AustenBlog...she's everywhere

4 July 2007

We’re pretty certain this is a joke

Filed under: Jane in the News — Mags @ 12:04 pm

A very lame one, but a joke nonetheless.

It’s three in the morning, I’m in my study, and I’m going to address, yet again, the smoking issue. Let’s cut all the crap about the cigarette as movie icon - how it dangled from Humphrey Bogart’s lips, stuck out of the side of John Wayne’s mouth, the magic moment when Bette Davis in Now, Voyager … and so on. Also forget the bit about how most of your favourite writers - George Orwell, Italo Svevo, Robert Musil, TS Eliot, Jane Austen - were all heavy smokers, and concentrate on the strictly practical and personal issue: why it is very, very important to you, personally and practically, to give up smoking.

We’ll chalk it up to early-morning punchiness.

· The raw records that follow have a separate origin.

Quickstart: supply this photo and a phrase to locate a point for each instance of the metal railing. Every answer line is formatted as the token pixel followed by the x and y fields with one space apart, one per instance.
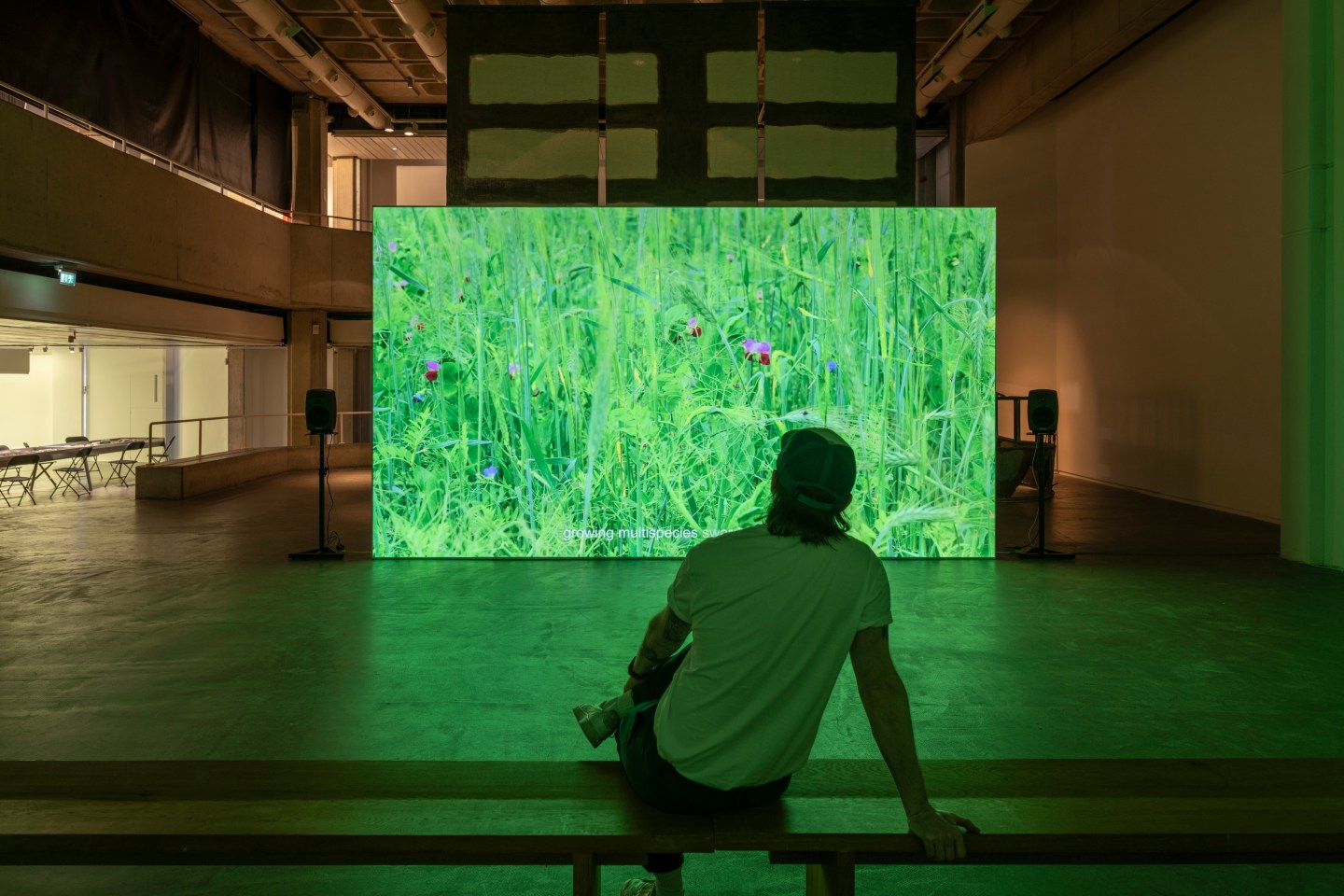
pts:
pixel 201 426
pixel 15 97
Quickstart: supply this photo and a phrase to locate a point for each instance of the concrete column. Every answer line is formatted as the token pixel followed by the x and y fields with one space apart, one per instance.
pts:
pixel 309 128
pixel 958 150
pixel 237 361
pixel 1313 284
pixel 307 367
pixel 351 193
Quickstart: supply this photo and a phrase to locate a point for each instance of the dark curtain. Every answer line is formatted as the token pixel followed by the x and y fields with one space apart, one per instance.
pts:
pixel 141 70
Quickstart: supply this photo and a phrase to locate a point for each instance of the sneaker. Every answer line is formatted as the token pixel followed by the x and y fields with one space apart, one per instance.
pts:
pixel 597 725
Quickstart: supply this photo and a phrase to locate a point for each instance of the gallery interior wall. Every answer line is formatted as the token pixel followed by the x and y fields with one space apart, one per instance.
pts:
pixel 1157 182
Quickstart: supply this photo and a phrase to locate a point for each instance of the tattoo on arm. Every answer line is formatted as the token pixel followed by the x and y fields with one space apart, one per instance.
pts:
pixel 671 635
pixel 674 629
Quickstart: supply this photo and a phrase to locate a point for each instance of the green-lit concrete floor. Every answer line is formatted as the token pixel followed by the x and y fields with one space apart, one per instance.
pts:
pixel 179 630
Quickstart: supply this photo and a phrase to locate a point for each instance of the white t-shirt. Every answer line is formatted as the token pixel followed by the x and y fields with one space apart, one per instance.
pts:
pixel 772 621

Jane knows we’ve been there.

Thanks to Alert Janeite Lisa for the link!

One Response to “We’re pretty certain this is a joke”

  1. Pia Says:

    This may not have been a joke, but rather an unlucky association. The text mentions Robert Musil, who was indeed an inveterate smoker. Now, there are three pages in chapter 99 of his novel The Man Without Qualities, where he describes an aging piano teacher he calls “Tante (= aunt) Jane” — a rather strange person who lives exclusively on black coffee, tea, and broth, wears long black gowns, and smokes long thin Virginia cigars … her voice sounding like it’s “powdered with fine white flour” because of her smoking habits. It’s a very impressive description, and perhaps the person who wrote that article has been mislead into making the connection by the term of “Aunt Jane”.

    (Sorry for commenting so late. I had to look this up in Musil’s novel.)